Now that she’s returned to her home in rural Kenya, Florence has new dreams. She develops plans for an agribusiness that could provide a promising future, but obstacles such as bank loans, broken friendships, and loan sharks stand in her way. Like millions of other people in East Africa, to find out what happens to Florence, you’ll have to tune in to Citizen Television.
Florence is a character in one of East Africa’s popular soap operas, but her storyline—of rural youth struggling to find opportunity—is real and all too common for many young people in Africa.
According to the Alliance for a Green Revolution in Africa, “Over 40 percent of the total unemployed in Africa are youth; and 70 percent of them live in rural areas.” Addressing this challenge isn’t easy, and there are lots of factors that need to come together for youth to find jobs in rural areas. However, Florence is emerging as a heroine and bringing the struggles and aspirations of rural youth to millions of people. Even more importantly, her story—and the multimedia programming delivered alongside it—are providing resources and ideas to youth watching the show all over the region.
The “edutainment” oriented storyline is a result of a new partnership between Feed the Future’s Africa Lead II program and Mediae, a production company that produces the television show “Makutano Junction” as well as “Shamba Shape Up,” another agriculture-focused show.
The new season of “Makutano Junction” started airing in January 2016 and broadcasts weekly across Kenya, Tanzania and into Uganda.
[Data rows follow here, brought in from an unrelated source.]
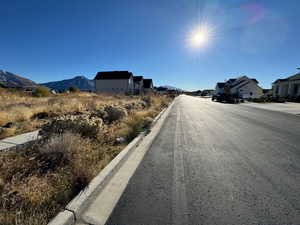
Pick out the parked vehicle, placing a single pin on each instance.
(229, 98)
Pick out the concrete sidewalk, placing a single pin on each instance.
(289, 107)
(18, 140)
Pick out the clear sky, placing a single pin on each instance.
(47, 40)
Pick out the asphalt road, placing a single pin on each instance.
(215, 163)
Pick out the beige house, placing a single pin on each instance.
(138, 85)
(114, 82)
(243, 87)
(287, 88)
(148, 85)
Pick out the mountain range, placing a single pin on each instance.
(80, 82)
(11, 80)
(171, 88)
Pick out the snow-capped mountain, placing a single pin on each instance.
(80, 82)
(11, 80)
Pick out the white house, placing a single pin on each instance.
(243, 87)
(219, 89)
(138, 85)
(287, 88)
(114, 82)
(148, 85)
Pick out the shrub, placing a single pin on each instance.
(134, 125)
(7, 132)
(41, 92)
(148, 101)
(74, 89)
(57, 127)
(113, 114)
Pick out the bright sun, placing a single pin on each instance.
(200, 37)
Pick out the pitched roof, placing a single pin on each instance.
(147, 83)
(137, 78)
(294, 77)
(279, 80)
(221, 84)
(113, 75)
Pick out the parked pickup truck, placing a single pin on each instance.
(229, 98)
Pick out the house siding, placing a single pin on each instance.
(115, 86)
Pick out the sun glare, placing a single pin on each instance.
(200, 37)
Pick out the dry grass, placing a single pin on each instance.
(19, 107)
(37, 182)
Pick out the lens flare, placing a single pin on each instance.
(200, 37)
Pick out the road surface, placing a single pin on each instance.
(215, 163)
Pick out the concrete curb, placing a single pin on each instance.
(78, 204)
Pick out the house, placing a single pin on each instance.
(138, 85)
(207, 92)
(114, 82)
(148, 85)
(243, 87)
(287, 88)
(162, 90)
(267, 93)
(219, 89)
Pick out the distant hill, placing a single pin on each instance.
(11, 80)
(80, 82)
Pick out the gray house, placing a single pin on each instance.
(243, 86)
(114, 82)
(138, 85)
(287, 88)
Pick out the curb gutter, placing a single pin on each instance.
(80, 202)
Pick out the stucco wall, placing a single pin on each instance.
(250, 90)
(114, 86)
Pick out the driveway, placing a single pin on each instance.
(289, 107)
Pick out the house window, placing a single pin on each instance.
(296, 89)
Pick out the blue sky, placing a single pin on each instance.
(58, 39)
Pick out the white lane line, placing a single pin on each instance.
(179, 202)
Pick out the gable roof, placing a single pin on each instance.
(279, 80)
(113, 75)
(221, 84)
(137, 78)
(231, 80)
(147, 83)
(294, 77)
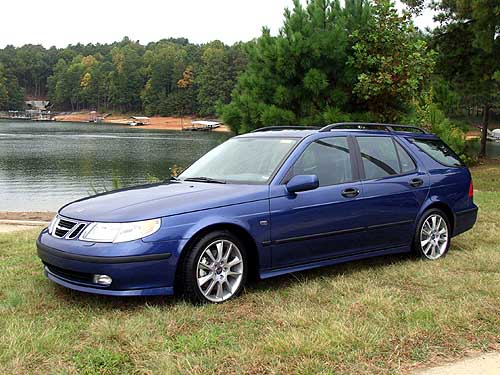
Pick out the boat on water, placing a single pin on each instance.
(138, 121)
(202, 126)
(493, 135)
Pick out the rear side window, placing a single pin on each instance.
(383, 157)
(439, 151)
(407, 163)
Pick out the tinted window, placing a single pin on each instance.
(379, 156)
(329, 159)
(438, 150)
(407, 163)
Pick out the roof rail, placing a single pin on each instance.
(291, 127)
(364, 125)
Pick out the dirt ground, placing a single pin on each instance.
(156, 122)
(485, 364)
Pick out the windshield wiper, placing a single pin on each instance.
(205, 179)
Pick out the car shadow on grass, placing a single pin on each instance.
(333, 271)
(130, 304)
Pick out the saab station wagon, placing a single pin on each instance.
(266, 203)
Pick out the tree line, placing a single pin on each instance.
(355, 60)
(365, 61)
(125, 76)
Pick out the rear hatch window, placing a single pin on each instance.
(439, 151)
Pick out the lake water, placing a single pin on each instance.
(44, 165)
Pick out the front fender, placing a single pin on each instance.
(252, 217)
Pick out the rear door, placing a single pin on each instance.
(321, 223)
(394, 188)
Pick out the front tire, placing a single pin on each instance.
(432, 238)
(215, 269)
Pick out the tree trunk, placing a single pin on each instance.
(484, 133)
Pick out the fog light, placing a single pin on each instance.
(104, 280)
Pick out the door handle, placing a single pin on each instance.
(416, 182)
(350, 193)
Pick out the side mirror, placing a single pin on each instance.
(302, 183)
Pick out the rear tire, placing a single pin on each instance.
(433, 235)
(215, 269)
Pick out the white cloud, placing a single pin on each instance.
(63, 22)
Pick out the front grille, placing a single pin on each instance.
(77, 231)
(69, 274)
(67, 228)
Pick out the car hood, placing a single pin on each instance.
(159, 200)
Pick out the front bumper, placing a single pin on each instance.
(137, 268)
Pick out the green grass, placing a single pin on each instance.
(385, 315)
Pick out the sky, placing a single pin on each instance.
(63, 22)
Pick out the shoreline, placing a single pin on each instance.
(155, 122)
(27, 215)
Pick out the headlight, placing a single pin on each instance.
(120, 232)
(52, 223)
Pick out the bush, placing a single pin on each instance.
(429, 116)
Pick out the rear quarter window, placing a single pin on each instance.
(439, 151)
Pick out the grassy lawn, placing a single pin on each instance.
(385, 315)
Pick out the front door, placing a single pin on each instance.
(321, 223)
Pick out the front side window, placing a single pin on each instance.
(327, 158)
(439, 151)
(242, 160)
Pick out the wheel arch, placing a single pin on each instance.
(443, 207)
(239, 231)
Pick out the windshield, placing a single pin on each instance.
(243, 160)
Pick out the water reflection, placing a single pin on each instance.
(44, 165)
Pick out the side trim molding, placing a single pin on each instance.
(334, 233)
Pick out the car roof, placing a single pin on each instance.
(341, 128)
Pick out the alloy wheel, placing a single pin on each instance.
(434, 237)
(219, 271)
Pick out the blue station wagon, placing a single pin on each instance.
(274, 201)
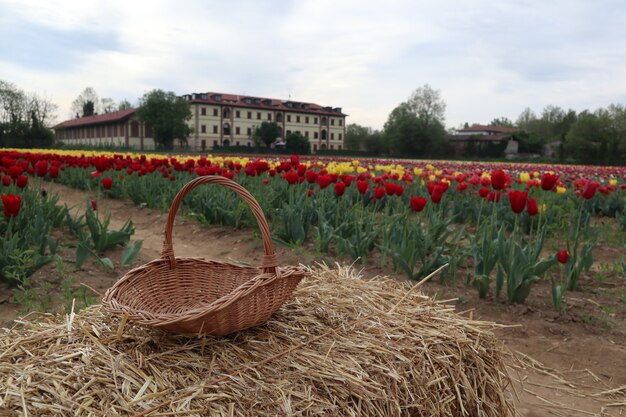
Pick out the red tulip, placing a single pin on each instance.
(311, 176)
(11, 204)
(21, 181)
(548, 181)
(340, 187)
(291, 177)
(53, 172)
(518, 200)
(418, 203)
(590, 190)
(437, 193)
(390, 188)
(362, 186)
(41, 167)
(532, 207)
(498, 179)
(107, 183)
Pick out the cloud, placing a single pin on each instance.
(488, 59)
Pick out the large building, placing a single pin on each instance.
(226, 119)
(217, 120)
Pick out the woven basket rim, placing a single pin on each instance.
(259, 280)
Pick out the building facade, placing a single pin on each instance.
(230, 120)
(120, 129)
(217, 120)
(481, 137)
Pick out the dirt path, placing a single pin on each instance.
(568, 368)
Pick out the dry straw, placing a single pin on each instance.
(343, 346)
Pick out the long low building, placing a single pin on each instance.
(120, 128)
(217, 120)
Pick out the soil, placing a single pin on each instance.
(568, 364)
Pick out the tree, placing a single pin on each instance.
(86, 104)
(501, 122)
(427, 104)
(168, 116)
(416, 127)
(587, 139)
(356, 135)
(267, 133)
(123, 105)
(24, 118)
(525, 119)
(375, 143)
(298, 144)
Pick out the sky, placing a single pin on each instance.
(487, 59)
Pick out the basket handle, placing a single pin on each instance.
(269, 262)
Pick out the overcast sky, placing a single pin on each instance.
(487, 58)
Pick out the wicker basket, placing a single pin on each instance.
(198, 296)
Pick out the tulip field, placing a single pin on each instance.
(499, 227)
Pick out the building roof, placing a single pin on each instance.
(262, 103)
(484, 128)
(116, 116)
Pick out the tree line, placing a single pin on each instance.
(416, 128)
(24, 118)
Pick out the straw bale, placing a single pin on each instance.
(343, 346)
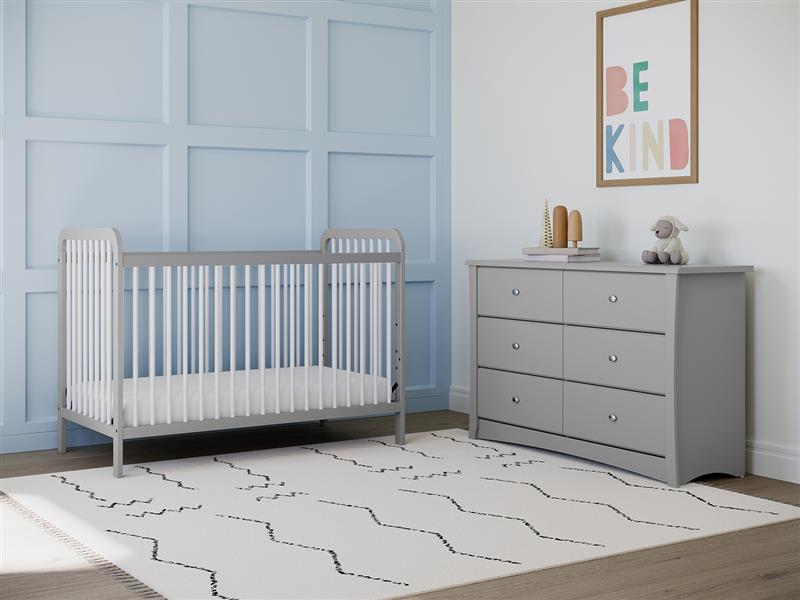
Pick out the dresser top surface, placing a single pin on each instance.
(610, 266)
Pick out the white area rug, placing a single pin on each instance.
(368, 519)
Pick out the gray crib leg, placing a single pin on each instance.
(400, 428)
(62, 434)
(117, 452)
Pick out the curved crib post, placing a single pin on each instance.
(106, 381)
(397, 245)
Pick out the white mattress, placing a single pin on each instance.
(176, 399)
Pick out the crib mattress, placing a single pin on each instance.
(297, 378)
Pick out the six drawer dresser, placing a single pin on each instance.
(637, 366)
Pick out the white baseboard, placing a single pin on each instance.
(767, 460)
(459, 399)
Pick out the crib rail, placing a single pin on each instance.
(196, 336)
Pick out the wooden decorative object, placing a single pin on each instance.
(575, 228)
(546, 232)
(560, 227)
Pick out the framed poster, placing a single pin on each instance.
(647, 93)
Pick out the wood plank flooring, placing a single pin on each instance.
(752, 564)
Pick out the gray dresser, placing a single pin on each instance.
(637, 366)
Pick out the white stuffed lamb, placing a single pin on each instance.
(668, 248)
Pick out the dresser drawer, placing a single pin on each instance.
(615, 417)
(620, 300)
(520, 294)
(624, 359)
(522, 346)
(522, 400)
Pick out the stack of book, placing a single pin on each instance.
(537, 253)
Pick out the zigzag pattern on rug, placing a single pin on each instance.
(579, 501)
(668, 489)
(150, 471)
(404, 449)
(159, 513)
(267, 482)
(432, 475)
(519, 519)
(371, 468)
(438, 535)
(497, 453)
(332, 553)
(212, 575)
(92, 495)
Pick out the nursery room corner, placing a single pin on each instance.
(432, 299)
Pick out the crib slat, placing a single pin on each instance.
(178, 319)
(193, 318)
(388, 329)
(298, 320)
(348, 349)
(262, 330)
(98, 315)
(151, 339)
(184, 280)
(362, 315)
(167, 333)
(376, 348)
(68, 321)
(276, 335)
(202, 337)
(307, 328)
(217, 335)
(292, 332)
(334, 331)
(320, 332)
(109, 331)
(247, 338)
(94, 404)
(85, 322)
(73, 320)
(232, 337)
(285, 321)
(135, 342)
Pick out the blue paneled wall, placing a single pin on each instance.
(217, 125)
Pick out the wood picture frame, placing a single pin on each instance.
(680, 141)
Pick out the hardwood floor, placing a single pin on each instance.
(752, 564)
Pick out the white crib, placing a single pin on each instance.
(160, 343)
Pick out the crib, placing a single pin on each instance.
(164, 343)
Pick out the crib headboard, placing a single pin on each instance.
(340, 237)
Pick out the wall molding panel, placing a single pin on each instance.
(195, 124)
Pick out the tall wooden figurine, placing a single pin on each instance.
(575, 228)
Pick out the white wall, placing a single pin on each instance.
(523, 129)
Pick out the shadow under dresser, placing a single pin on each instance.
(637, 366)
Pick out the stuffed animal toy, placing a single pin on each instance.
(668, 248)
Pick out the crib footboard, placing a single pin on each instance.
(160, 343)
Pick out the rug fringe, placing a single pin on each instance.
(101, 564)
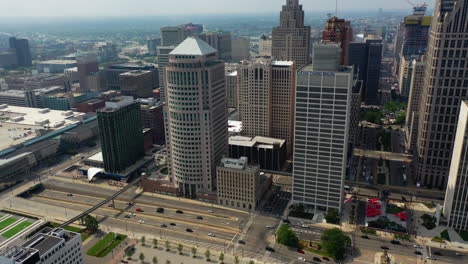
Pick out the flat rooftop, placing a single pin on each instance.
(259, 142)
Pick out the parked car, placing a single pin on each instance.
(270, 249)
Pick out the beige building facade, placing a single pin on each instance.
(238, 184)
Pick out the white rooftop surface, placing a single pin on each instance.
(193, 46)
(261, 142)
(54, 119)
(282, 63)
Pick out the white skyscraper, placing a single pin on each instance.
(323, 104)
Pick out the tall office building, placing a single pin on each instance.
(240, 49)
(173, 35)
(323, 105)
(291, 39)
(366, 57)
(221, 41)
(414, 100)
(339, 31)
(456, 196)
(266, 90)
(196, 115)
(121, 134)
(264, 46)
(445, 85)
(22, 50)
(138, 83)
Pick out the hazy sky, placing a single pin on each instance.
(163, 7)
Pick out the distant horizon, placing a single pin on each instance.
(144, 8)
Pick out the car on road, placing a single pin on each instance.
(270, 249)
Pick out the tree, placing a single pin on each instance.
(332, 216)
(91, 224)
(286, 236)
(335, 242)
(155, 243)
(180, 248)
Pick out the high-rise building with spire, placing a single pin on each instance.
(291, 39)
(196, 116)
(445, 86)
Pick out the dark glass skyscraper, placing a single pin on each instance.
(23, 52)
(121, 134)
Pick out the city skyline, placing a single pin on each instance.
(88, 8)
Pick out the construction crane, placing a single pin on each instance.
(418, 9)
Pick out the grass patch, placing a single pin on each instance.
(106, 245)
(7, 222)
(392, 209)
(438, 239)
(463, 234)
(429, 205)
(428, 221)
(445, 235)
(15, 230)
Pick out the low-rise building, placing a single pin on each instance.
(238, 183)
(49, 246)
(268, 153)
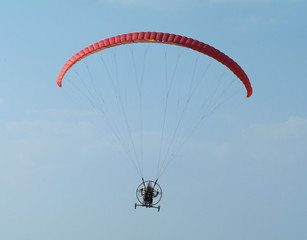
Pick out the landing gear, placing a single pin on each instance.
(148, 194)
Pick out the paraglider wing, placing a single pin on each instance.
(164, 38)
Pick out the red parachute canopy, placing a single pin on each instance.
(165, 38)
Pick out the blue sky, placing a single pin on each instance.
(243, 176)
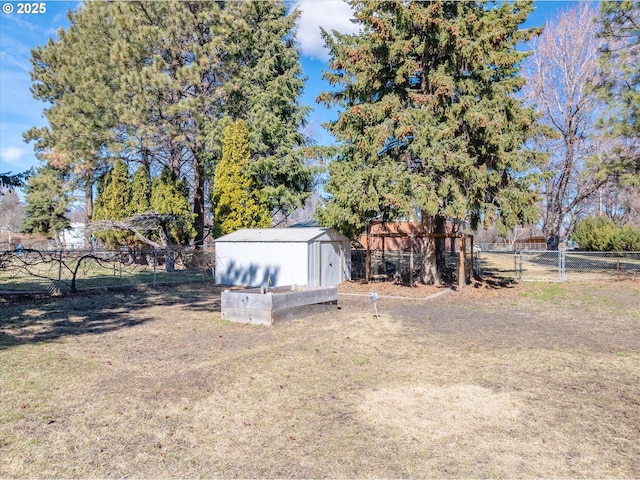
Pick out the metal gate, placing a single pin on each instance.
(567, 265)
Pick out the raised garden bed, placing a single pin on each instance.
(265, 306)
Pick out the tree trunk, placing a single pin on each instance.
(440, 228)
(367, 256)
(198, 201)
(88, 209)
(428, 268)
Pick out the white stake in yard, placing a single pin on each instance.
(374, 299)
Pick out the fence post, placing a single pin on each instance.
(561, 262)
(411, 262)
(59, 273)
(462, 270)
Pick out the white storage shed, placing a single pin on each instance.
(272, 257)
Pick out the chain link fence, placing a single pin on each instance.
(403, 267)
(560, 265)
(47, 271)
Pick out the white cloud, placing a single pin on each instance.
(329, 14)
(12, 154)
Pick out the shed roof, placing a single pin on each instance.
(298, 234)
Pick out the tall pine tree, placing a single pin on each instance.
(237, 200)
(47, 200)
(431, 85)
(114, 203)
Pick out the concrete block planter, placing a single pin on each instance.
(265, 306)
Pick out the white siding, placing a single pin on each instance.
(252, 263)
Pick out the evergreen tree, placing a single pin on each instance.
(155, 83)
(47, 201)
(237, 200)
(264, 89)
(431, 85)
(620, 82)
(140, 191)
(114, 203)
(169, 200)
(73, 75)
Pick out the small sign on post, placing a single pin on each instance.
(374, 299)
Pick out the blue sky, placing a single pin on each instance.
(21, 32)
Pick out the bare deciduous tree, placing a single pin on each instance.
(560, 75)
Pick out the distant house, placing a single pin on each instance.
(73, 238)
(258, 257)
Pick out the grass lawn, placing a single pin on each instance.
(529, 380)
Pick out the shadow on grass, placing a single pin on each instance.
(36, 319)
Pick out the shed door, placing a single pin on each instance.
(329, 264)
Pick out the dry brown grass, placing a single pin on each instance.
(526, 381)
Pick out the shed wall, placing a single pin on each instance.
(251, 263)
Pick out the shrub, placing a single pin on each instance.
(601, 234)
The story plays out over eight episodes in this award-winning, youth-focused television drama and has an SMS-driven audience response component to engage youth on agribusiness entrepreneurship. Designed to focus on three critical phases of nearly all small agribusinesses, the Florence storyline shows that small agribusiness development is a viable, attractive career option.
Aimed at taking the mystery out of starting a small business, it also helps young people realize that they already have many of the skills required of a small start-up. The show aims to help young people overcome emotional and social barriers to starting a business in agriculture. Additionally, the show addresses fears associated with first-time business start-ups, including fear of losing money, fear of looking bad, fear of change, and fear that one is not an entrepreneur.
Learning doesn’t end after the 30 minutes of an episode. The show’s media outreach and social media efforts, specifically an interactive SMS messaging campaign, work to arm potential youth agribusiness entrepreneurs with basic knowledge in the main areas of small agribusiness. The content for these focus areas involved technical input from Africa Lead and the Kenya Agricultural Value Chain Enterprises project, a United States Agency for International Development program that seeks to increase the productivity and incomes of smallholders and other actors along staple crops, dairy and horticulture value chains, thereby enhancing food security and improving nutrition.
While there’s no spoiler here, Florence, in her quest to overcome various emotional, social and business challenges, confronts the same challenges encountered by young agribusiness entrepreneurs around the world. Will she choose the city over her rural community? Will she triumph over her challenges? Will she discover opportunities that she didn’t know existed? Will she decide to farm or not to farm? As they say, that is the question.